Kalil’s voice, delivery and slick talk on songs like “Delorean,” “Max Payne” and “Kimbo Slice” remind me of the late Big L. Like his hip-hop predecessors and peers, Kalil rhymes about being the nicest at his craft, defending himself against police and stick-up kids – minus the obsessive desire for frills. His focus is more on rhyme aesthetics in lines like:
Move mountains with the speech
Who the hell could impeach this brother man?
Oval office is in reach
That’s in terms of rap rhythms
Or perhaps cataclysms
Raging bull like occupied streets…
Due to its cynical nature, “Wrong” is probably the most relatable song to me as a writer myself. The critics taunt Kalil, dismissing his skills throughout the song and hook. But the self-proclaimed “skinny-jeaned criminal” detests titles and labels, likening his lines to cocaine. The concept is reminiscent of “Dumb it Down” by Lupe Fiasco and “World Domination” by Joey Bada$$.

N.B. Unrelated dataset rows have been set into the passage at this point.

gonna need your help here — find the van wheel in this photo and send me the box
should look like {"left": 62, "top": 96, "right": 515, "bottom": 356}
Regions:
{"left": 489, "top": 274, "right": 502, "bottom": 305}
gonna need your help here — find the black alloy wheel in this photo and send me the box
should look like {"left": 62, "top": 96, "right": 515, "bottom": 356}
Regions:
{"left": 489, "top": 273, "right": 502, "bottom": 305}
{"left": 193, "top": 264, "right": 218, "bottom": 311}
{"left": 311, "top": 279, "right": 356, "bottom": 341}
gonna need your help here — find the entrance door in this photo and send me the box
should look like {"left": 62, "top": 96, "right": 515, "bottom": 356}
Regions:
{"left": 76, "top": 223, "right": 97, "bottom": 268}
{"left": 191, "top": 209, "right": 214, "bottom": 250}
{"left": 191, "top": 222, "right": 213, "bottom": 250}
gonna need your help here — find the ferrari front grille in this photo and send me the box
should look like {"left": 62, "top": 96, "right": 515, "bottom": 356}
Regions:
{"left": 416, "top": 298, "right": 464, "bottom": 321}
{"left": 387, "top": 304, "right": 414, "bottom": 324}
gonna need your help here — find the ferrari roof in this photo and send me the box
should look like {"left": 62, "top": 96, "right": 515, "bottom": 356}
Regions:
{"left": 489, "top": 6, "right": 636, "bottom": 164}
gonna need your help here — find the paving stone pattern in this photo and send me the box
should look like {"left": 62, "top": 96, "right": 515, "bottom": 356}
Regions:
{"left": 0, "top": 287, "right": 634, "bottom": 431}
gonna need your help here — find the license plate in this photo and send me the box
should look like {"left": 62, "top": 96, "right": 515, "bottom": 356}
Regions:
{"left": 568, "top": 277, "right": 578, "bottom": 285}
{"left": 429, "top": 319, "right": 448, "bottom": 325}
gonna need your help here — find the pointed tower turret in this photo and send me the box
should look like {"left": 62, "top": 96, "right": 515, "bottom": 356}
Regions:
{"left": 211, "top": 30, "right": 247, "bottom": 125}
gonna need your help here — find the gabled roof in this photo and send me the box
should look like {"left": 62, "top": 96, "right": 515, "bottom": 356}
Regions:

The beat selection is proper. I heard some disco influence on “Atlas” and Led Zeppelin on “Delorean.” As a beat sample enthusiast, I didn’t have much luck identifying all of the awesome originals used on this album. The only one I recognized was “Belle De Jour” by Saint Tropez – a song sampled on the title track to Prodigy’s H.N.I.C. album. You can catch that on the last 45 seconds of “Ascension.”
Kingdom closes with the most beautiful song “Porcelain,” which also happens to be the saddest. Kalil remembers his late mom while Shay Leonia – the only featured vocalist on the album – graces the hook and bridge with a portrait of her niece who “looks just like a woman she never knew.” Peace to Olga Johnson.